Exploring Therapeutic Outcomes Through Dyadic Interactions: The Role of Patient-Avatar Dynamics in Avatar Therapy
Why this work is in the frame
A frame that forgets how it found something cannot be audited. These are the routes that admitted this work.
Bibliographic record
Abstract
OBJECTIVE: Despite the efficacy of current therapies, a significant proportion of patients with schizophrenia, a complex mental disorder marked by both positive (present) and negative (absent) symptoms, are considered to have treatment-resistant schizophrenia. Avatar therapy (AT) allows patients to interact with a three-dimensional representation of their most distressing voices in a virtual reality setting. The therapy shows promise in reducing impairments and improving quality of life through the establishment of a therapeutic alliance and the exploration of dyadic interactions (verbal exchanges) between patients and their avatar. The purpose of this study was to investigate differences in dyadic interactions throughout the immersive sessions of AT and to clarify the relationship between these interactions and therapeutic success by analyzing dyads as predictive indicators of positive outcomes in AT. METHODS: Mean frequencies for the 10 most prevalent dyads identified in previous AT research were reported for 35 patients. A logistic regression model was implemented, and these dyads were used to predict variances in Psychotic Symptom Rating Scales-auditory hallucination scores 1 month after the completion of AT. RESULTS: Variances in mean frequencies were reported for the dyads.

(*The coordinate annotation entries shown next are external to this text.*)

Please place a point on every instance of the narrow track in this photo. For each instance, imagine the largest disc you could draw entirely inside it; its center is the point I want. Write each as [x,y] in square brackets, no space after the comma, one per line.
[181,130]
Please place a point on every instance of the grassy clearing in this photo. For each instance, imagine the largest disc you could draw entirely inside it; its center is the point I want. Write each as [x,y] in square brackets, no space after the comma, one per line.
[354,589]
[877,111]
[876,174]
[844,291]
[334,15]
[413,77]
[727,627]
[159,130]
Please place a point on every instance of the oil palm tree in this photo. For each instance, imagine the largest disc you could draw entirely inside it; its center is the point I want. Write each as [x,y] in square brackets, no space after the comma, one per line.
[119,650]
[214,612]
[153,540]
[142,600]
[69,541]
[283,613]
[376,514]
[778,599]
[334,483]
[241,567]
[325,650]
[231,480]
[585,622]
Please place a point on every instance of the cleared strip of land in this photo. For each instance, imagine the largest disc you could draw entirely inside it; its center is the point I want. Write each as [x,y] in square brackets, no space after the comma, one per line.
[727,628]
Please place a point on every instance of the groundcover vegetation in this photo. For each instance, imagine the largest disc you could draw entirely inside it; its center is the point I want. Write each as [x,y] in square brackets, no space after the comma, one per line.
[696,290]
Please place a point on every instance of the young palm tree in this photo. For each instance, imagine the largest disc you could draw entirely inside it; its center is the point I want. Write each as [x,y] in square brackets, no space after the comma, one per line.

A positive relation between the avatar (provocation)-patient (self-affirmation) dyad and the therapeutic outcome was found to be significant (OR=2.29, p=0.049). CONCLUSIONS: This research is pioneering in its in-depth examination of therapeutic interactions in AT, with a particular focus on dyadic interactions. Future studies should prioritize the quality rather than quantity of these interactions to more accurately forecast their effects on potential indicators of positive outcomes in AT.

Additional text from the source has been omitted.